I understand the need to remind people to renew their subscriptions, but in that case one or two phone calls and a voice mail is more than sufficient. The interesting thing is I was wavering on whether or not to renew this particular publication, and the ongoing badgering from their sales people is not helping their cause at all. There is absolutely nothing they can say to me on the phone that is going to influence me positively and their ongoing consistent calling makes me want to give the whole thing up just to get rid of them permanently.
If that’s not bad enough, several years ago I decided not to renew my membership in a professional organization for many reasons. Again, I got emails and phone calls asking me to renew and I told them I wasn’t interested. Then I got on the “Lost member contact” list, and I started to get calls from their board members to interview me about why I had chosen not to renew.

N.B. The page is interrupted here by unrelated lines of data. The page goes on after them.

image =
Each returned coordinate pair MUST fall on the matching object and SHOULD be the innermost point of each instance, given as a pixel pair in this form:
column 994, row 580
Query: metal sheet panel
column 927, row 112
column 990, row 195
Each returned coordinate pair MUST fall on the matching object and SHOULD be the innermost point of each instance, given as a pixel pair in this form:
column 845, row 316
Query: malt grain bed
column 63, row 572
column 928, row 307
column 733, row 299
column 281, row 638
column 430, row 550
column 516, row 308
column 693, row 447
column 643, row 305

I really had no interest in this–all I wanted to do was have them go away quietly, but this was not meant to be. When I got a personal message from the president of the national association insisting that he had to talk to me to convince me why I was making a mistake in not renewing, I’d had enough. I told the local membership person that if all contact from the organization didn’t cease and desist immediately (this had gone on for several months), I’d consider it harassment and take legal steps. That did the trick.
We all want to keep our customers, and we want to find out why customers defect. That makes sense. But badgering people who obviously are not interested in responding, doesn’t. For one thing, it makes me wonder if the organization in question is so desperate they can’t afford to lose a single subscriber or member. For another, my behavior tells you what you want to know. Asking the same question again except slower and louder doesn’t make me any more responsive. The problem is not that I didn’t hear you–it’s that I’ve chosen not to respond.
Even worse, the bad experience I’ve had with these two organizations will stick with me for a long time–much longer than they’d want, if they thought about it. And I’ll warn others about them as well.
Is that the way you want your customers to think about you? Think about this from the customer’s perspective. No badgering allowed.